Article in English | MEDLINE | ID: covidwho-3041

ABSTRACT

Coronavirus Disease 2019 (COVID-19), caused by a novel coronavirus (SARS-CoV-2), is a highly contagious disease. It firstly appeared in Wuhan, Hubei province of China in December 2019. During the next two months, it moved rapidly throughout China and spread to multiple countries through infected persons travelling by air. Most of the infected patients have mild symptoms including fever, fatigue and cough. But in severe cases, patients can progress rapidly and develop to the acute respiratory distress syndrome, septic shock, metabolic acidosis and coagulopathy. The new coronavirus was reported to spread via droplets, contact and natural aerosols from human-to-human. Therefore, high-risk aerosol-producing procedures such as endotracheal intubation may put the anesthesiologists at high risk of nosocomial infections. In fact, SARS-CoV-2 infection of anesthesiologists after endotracheal intubation for confirmed COVID-19 patients have been reported in hospitals in Wuhan. The expert panel of airway management in Chinese Society of Anaesthesiology has deliberated and drafted this recommendation, by which we hope to guide the performance of endotracheal intubation by frontline anesthesiologists and critical care physicians.
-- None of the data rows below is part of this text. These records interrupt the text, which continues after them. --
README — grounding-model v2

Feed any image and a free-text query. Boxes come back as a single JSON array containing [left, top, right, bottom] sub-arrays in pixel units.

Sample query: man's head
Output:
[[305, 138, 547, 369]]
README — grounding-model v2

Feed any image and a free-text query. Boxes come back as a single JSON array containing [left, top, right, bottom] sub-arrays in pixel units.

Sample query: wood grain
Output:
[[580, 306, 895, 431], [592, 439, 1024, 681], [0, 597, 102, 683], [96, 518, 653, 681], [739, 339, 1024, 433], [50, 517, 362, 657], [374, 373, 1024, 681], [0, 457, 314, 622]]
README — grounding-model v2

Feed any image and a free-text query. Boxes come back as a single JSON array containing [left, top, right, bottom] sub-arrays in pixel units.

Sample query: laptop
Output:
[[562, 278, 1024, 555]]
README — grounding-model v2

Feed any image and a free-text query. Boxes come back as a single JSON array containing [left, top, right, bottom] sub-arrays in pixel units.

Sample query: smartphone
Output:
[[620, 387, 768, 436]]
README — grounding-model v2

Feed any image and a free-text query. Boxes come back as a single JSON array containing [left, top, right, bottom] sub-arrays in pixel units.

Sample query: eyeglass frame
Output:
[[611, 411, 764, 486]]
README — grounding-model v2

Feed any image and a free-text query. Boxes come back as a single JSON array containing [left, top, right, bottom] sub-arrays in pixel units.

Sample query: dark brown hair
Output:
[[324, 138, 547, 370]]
During the airway management, enhanced droplet/airborne PPE should be applied to the health care providers. A good airway assessment before airway intervention is of vital importance. For patients with normal airway, awake intubation should be avoided and modified rapid sequence induction is strongly recommended. Sufficient muscle relaxant should be assured before intubation. For patients with difficult airway, good preparation of airway devices and detailed intubation plans should be made.